› Por Horacio González
Casullo pensó una condición humana sometida al exilio, siempre fuera de cualquier amparo, sea el país natal, las militancias tranquilas, las lecturas bien programadas, las carreras universitarias o el buen reposo burgués. Y la pensó también como un juego amoroso que nunca debía declarase candorosamente, sino pasado por varias capas de pudor y sarcasmo. Sus novelas exploraron el desenraizamiento, un sentimiento de cierta religiosidad filosófica que expresó no a la manera de Simone Weil –como la necesidad de conquistar un nueva sacralidad obrera–, sino con la lengua de un porteño conmovido y dolorido, que solo soltaba la prenda de su socarronería.
En El frutero de los ojos radiantes, el deslumbramiento con el largo ciclo de una familia inmigratoria no iba a la zaga de la excitación que provocaba un fraseo que alternaba la gravedad y la burla compasiva. Buscaba la forma más compleja en la misma oración largamente ondulada, que se comprimía, se expandía y terminaba en un sollozo o una ironía. No se permitía la ternura sin mordacidad. En La cátedra, un grupo de profesores se desdobla en búsquedas y conversaciones que ocurren en varios planos temporales, donde se mantiene el río caudaloso en que navega el narrador divertido y se ha perfeccionado la anécdota: una sociedad secreta perdida proyecta sus enigmas sobre nuestro presente cultural. Es la presentación de dos mundos, donde lo enigmático deja vestigios sombríos en el mundo visible.

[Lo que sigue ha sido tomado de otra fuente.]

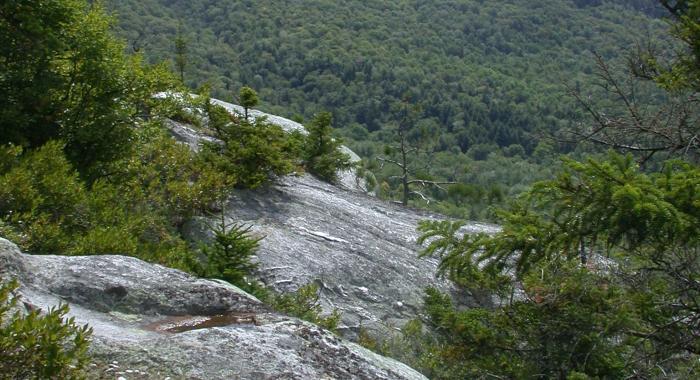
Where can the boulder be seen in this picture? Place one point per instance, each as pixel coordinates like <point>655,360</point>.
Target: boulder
<point>360,250</point>
<point>153,322</point>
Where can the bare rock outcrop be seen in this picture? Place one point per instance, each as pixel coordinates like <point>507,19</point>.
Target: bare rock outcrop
<point>153,322</point>
<point>360,250</point>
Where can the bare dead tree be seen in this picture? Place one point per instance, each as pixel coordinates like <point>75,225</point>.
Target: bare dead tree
<point>406,153</point>
<point>671,127</point>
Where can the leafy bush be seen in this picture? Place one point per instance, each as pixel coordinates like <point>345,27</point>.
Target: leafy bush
<point>39,346</point>
<point>136,212</point>
<point>252,151</point>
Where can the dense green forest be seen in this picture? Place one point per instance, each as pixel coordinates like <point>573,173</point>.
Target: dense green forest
<point>489,76</point>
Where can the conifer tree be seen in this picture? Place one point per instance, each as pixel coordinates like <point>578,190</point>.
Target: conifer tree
<point>249,99</point>
<point>322,152</point>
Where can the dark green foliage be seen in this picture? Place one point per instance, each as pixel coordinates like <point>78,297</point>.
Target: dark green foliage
<point>181,59</point>
<point>39,346</point>
<point>252,151</point>
<point>248,98</point>
<point>229,255</point>
<point>488,74</point>
<point>322,155</point>
<point>580,312</point>
<point>49,209</point>
<point>304,304</point>
<point>65,76</point>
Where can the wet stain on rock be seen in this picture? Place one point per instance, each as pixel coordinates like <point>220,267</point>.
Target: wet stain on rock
<point>117,292</point>
<point>184,323</point>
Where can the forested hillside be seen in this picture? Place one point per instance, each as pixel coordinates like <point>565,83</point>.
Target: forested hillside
<point>489,76</point>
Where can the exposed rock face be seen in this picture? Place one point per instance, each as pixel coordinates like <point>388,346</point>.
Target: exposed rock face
<point>152,322</point>
<point>360,250</point>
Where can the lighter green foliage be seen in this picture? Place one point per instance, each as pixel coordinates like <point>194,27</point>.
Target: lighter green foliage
<point>248,98</point>
<point>322,156</point>
<point>39,345</point>
<point>251,152</point>
<point>633,314</point>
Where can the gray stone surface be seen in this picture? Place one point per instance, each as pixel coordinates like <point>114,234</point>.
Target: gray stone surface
<point>360,250</point>
<point>134,309</point>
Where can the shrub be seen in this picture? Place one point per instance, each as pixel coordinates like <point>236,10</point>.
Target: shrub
<point>252,151</point>
<point>321,151</point>
<point>36,346</point>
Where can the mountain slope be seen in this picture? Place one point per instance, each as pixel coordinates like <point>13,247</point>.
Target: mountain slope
<point>360,250</point>
<point>485,72</point>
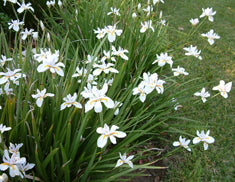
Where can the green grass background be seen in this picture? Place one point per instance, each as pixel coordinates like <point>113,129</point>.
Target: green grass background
<point>217,163</point>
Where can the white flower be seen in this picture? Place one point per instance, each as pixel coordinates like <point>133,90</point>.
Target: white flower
<point>40,96</point>
<point>108,55</point>
<point>149,9</point>
<point>211,36</point>
<point>114,11</point>
<point>69,101</point>
<point>45,54</point>
<point>192,51</point>
<point>4,178</point>
<point>15,25</point>
<point>108,133</point>
<point>35,35</point>
<point>11,163</point>
<point>12,75</point>
<point>163,22</point>
<point>223,88</point>
<point>146,25</point>
<point>134,15</point>
<point>50,3</point>
<point>179,71</point>
<point>7,89</point>
<point>80,72</point>
<point>106,68</point>
<point>162,59</point>
<point>182,142</point>
<point>120,52</point>
<point>4,59</point>
<point>100,33</point>
<point>88,91</point>
<point>91,59</point>
<point>42,25</point>
<point>12,1</point>
<point>208,12</point>
<point>96,98</point>
<point>194,21</point>
<point>125,160</point>
<point>26,33</point>
<point>116,106</point>
<point>204,138</point>
<point>112,32</point>
<point>203,94</point>
<point>140,90</point>
<point>14,149</point>
<point>24,7</point>
<point>48,37</point>
<point>157,1</point>
<point>60,3</point>
<point>51,64</point>
<point>3,128</point>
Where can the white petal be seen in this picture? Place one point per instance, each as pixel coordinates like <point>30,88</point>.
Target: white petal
<point>205,146</point>
<point>100,130</point>
<point>97,72</point>
<point>98,107</point>
<point>108,102</point>
<point>102,140</point>
<point>113,139</point>
<point>119,163</point>
<point>196,140</point>
<point>42,68</point>
<point>228,87</point>
<point>39,101</point>
<point>3,166</point>
<point>63,106</point>
<point>130,157</point>
<point>130,164</point>
<point>210,139</point>
<point>59,71</point>
<point>89,105</point>
<point>3,80</point>
<point>119,134</point>
<point>77,105</point>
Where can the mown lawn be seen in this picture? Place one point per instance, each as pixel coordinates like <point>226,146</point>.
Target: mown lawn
<point>217,163</point>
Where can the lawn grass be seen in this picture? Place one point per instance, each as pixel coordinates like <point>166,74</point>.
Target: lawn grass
<point>217,163</point>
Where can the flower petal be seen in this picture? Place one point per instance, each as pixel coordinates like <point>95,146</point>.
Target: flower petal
<point>102,140</point>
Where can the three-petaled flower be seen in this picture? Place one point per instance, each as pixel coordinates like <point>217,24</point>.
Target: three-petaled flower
<point>51,64</point>
<point>223,88</point>
<point>211,36</point>
<point>108,133</point>
<point>40,96</point>
<point>96,97</point>
<point>69,101</point>
<point>203,94</point>
<point>162,59</point>
<point>204,138</point>
<point>11,163</point>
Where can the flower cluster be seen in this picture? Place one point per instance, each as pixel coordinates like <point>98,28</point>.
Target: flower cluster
<point>17,165</point>
<point>205,138</point>
<point>149,83</point>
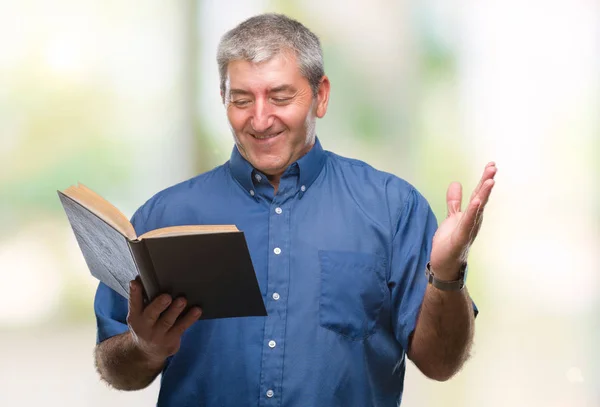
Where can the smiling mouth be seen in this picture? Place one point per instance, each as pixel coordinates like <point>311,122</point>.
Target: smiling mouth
<point>266,136</point>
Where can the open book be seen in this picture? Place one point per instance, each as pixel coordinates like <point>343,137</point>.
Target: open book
<point>208,265</point>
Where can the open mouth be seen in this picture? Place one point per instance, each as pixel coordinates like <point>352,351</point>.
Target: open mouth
<point>266,136</point>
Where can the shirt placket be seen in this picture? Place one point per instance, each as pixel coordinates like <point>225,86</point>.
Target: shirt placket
<point>276,303</point>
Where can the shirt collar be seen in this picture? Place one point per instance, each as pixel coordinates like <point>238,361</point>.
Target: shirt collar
<point>310,166</point>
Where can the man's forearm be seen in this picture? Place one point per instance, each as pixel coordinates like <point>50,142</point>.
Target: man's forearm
<point>123,365</point>
<point>444,333</point>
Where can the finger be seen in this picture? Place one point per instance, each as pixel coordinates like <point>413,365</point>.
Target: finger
<point>489,172</point>
<point>468,220</point>
<point>454,198</point>
<point>484,196</point>
<point>485,192</point>
<point>136,300</point>
<point>156,307</point>
<point>169,317</point>
<point>185,322</point>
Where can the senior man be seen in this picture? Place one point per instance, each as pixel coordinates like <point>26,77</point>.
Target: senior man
<point>353,273</point>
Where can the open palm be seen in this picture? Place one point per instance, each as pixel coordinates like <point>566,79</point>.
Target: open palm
<point>457,232</point>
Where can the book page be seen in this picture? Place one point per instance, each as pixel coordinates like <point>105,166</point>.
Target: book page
<point>102,208</point>
<point>188,230</point>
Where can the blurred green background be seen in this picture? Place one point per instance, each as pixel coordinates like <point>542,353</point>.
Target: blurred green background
<point>124,97</point>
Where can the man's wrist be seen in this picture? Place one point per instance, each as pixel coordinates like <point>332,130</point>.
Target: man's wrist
<point>444,283</point>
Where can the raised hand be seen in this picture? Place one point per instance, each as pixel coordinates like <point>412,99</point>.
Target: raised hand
<point>155,328</point>
<point>455,235</point>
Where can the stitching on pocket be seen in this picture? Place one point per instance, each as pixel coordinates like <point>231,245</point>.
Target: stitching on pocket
<point>332,292</point>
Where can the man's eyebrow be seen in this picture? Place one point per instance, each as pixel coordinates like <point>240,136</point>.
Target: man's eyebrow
<point>239,92</point>
<point>283,88</point>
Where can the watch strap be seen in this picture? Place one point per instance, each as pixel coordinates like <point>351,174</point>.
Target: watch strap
<point>455,285</point>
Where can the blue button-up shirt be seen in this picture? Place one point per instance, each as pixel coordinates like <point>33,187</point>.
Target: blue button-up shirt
<point>339,254</point>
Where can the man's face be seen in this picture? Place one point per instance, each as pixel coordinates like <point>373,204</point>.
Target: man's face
<point>272,111</point>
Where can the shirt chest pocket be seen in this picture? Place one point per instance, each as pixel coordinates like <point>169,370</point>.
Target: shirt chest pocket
<point>352,292</point>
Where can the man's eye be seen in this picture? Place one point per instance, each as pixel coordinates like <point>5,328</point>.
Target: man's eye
<point>241,102</point>
<point>281,100</point>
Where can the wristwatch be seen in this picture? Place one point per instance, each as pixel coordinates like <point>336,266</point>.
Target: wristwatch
<point>455,285</point>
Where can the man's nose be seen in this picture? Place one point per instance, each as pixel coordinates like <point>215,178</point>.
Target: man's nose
<point>263,118</point>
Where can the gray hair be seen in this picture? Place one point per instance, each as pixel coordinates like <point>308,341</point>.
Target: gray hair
<point>262,37</point>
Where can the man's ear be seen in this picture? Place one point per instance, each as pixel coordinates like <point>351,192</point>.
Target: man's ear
<point>323,96</point>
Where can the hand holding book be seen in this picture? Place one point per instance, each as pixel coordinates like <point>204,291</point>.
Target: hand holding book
<point>208,265</point>
<point>157,327</point>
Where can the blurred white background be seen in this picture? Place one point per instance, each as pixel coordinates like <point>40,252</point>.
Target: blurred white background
<point>124,97</point>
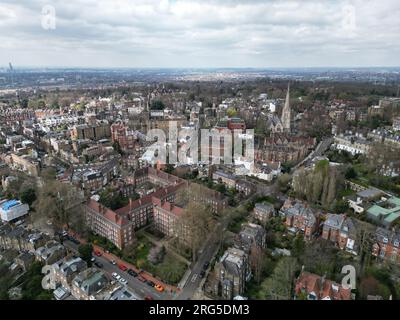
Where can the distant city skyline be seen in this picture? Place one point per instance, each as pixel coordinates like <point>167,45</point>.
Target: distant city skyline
<point>200,34</point>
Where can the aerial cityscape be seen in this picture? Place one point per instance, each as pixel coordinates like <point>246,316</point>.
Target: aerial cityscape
<point>199,150</point>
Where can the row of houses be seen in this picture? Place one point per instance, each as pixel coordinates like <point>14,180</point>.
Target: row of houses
<point>156,208</point>
<point>340,229</point>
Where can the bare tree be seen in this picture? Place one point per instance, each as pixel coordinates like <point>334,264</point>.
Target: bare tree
<point>197,220</point>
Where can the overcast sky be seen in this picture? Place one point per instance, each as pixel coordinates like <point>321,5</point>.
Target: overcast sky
<point>200,33</point>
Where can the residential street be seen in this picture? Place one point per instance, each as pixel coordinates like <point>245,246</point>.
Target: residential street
<point>138,287</point>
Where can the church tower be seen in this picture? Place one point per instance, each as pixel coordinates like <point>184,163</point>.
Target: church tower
<point>286,113</point>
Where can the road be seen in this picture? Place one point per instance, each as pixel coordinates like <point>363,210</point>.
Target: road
<point>141,289</point>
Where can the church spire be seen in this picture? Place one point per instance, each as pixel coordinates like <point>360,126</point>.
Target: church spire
<point>286,112</point>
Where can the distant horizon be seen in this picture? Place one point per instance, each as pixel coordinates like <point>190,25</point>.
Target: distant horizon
<point>200,34</point>
<point>6,66</point>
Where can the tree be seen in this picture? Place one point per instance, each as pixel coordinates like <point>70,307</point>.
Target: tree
<point>28,196</point>
<point>257,261</point>
<point>283,182</point>
<point>281,284</point>
<point>350,173</point>
<point>196,222</point>
<point>58,202</point>
<point>319,185</point>
<point>231,112</point>
<point>85,252</point>
<point>298,246</point>
<point>157,105</point>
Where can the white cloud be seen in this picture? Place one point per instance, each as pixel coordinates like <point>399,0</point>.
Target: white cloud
<point>201,33</point>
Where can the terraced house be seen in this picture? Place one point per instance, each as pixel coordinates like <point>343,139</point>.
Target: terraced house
<point>300,217</point>
<point>387,245</point>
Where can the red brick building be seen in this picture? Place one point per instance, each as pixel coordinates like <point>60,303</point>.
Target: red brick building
<point>387,245</point>
<point>315,287</point>
<point>124,137</point>
<point>341,230</point>
<point>117,228</point>
<point>300,217</point>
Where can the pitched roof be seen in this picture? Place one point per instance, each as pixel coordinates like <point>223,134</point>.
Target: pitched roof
<point>322,288</point>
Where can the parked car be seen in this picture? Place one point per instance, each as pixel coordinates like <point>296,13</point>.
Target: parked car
<point>73,240</point>
<point>122,267</point>
<point>132,273</point>
<point>150,283</point>
<point>159,288</point>
<point>97,253</point>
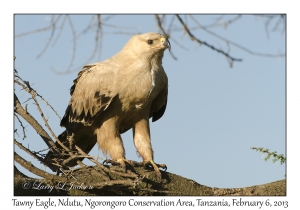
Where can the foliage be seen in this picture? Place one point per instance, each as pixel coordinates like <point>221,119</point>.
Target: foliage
<point>274,154</point>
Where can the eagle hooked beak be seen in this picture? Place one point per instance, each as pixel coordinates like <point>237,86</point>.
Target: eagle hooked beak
<point>165,42</point>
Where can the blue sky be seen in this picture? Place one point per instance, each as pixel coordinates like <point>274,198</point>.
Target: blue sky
<point>215,113</point>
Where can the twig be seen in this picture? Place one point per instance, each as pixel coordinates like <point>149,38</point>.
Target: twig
<point>235,44</point>
<point>35,170</point>
<point>39,129</point>
<point>24,134</point>
<point>26,89</point>
<point>193,38</point>
<point>29,152</point>
<point>158,20</point>
<point>49,40</point>
<point>42,29</point>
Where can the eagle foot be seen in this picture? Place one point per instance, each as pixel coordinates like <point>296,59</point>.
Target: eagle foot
<point>155,166</point>
<point>122,163</point>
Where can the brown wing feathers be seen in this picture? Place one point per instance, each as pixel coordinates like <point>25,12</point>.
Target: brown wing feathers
<point>84,111</point>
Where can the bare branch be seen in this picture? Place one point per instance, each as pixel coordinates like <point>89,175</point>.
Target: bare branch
<point>50,38</point>
<point>51,26</point>
<point>193,38</point>
<point>27,116</point>
<point>158,20</point>
<point>34,169</point>
<point>29,152</point>
<point>27,90</point>
<point>235,44</point>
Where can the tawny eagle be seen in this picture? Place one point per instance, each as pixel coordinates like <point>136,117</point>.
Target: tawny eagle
<point>123,92</point>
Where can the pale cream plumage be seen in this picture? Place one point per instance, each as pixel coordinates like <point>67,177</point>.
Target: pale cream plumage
<point>122,92</point>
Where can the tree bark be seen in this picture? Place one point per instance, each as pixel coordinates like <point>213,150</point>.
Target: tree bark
<point>149,185</point>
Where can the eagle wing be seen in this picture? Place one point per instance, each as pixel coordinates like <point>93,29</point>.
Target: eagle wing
<point>91,94</point>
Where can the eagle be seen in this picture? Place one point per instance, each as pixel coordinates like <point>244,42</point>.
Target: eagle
<point>125,91</point>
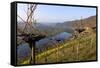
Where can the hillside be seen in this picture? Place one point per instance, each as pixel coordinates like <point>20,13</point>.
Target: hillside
<point>82,48</point>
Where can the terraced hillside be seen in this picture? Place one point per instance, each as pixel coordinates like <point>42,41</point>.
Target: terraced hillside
<point>82,48</point>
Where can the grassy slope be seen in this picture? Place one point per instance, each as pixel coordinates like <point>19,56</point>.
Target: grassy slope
<point>82,48</point>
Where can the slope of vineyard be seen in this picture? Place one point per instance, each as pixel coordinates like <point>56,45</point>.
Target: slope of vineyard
<point>82,48</point>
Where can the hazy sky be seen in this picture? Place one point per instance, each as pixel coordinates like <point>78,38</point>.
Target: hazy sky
<point>54,14</point>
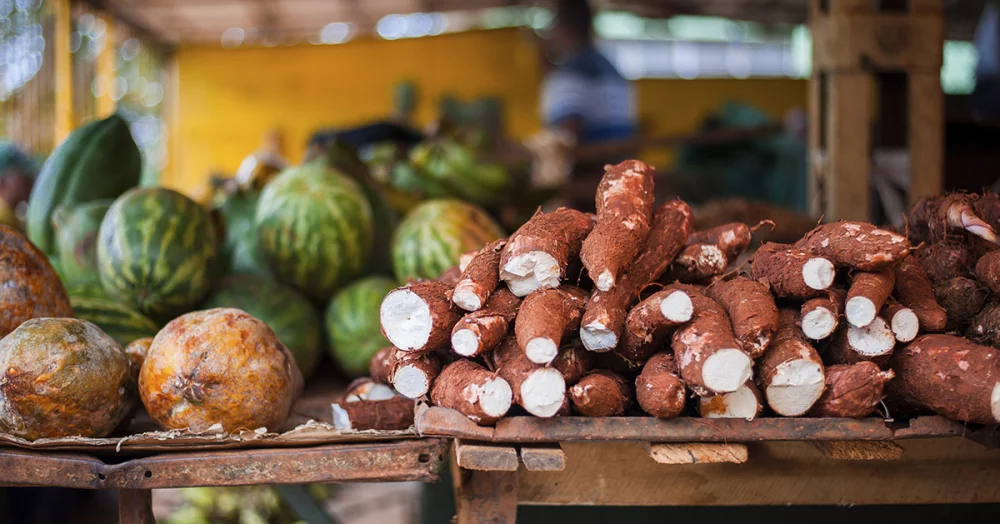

La investigación de lo que ocurre no era diferente de lo que Casullo exponía como su método de escritura. Por un lado, la permanente invasión de objetos culturales que atraviesan los planos de tiempo; por otro lado, la provocación también de un movimiento, que es el brusco derrape desde los elementos de la “alta cultura” universal que se hunden en el coloquialismo más arrastrado en nuestras jergas cotidianas y en los nombres propios más refregados en nuestra lengua. Estos inesperados derrapes, Casullo los manejaba a la perfección y cualquiera podía percibirlo con el solo recurso de conversar con él. De su radicalizado sarcasmo salía el manjar amargo e imaginativo de sus novelas.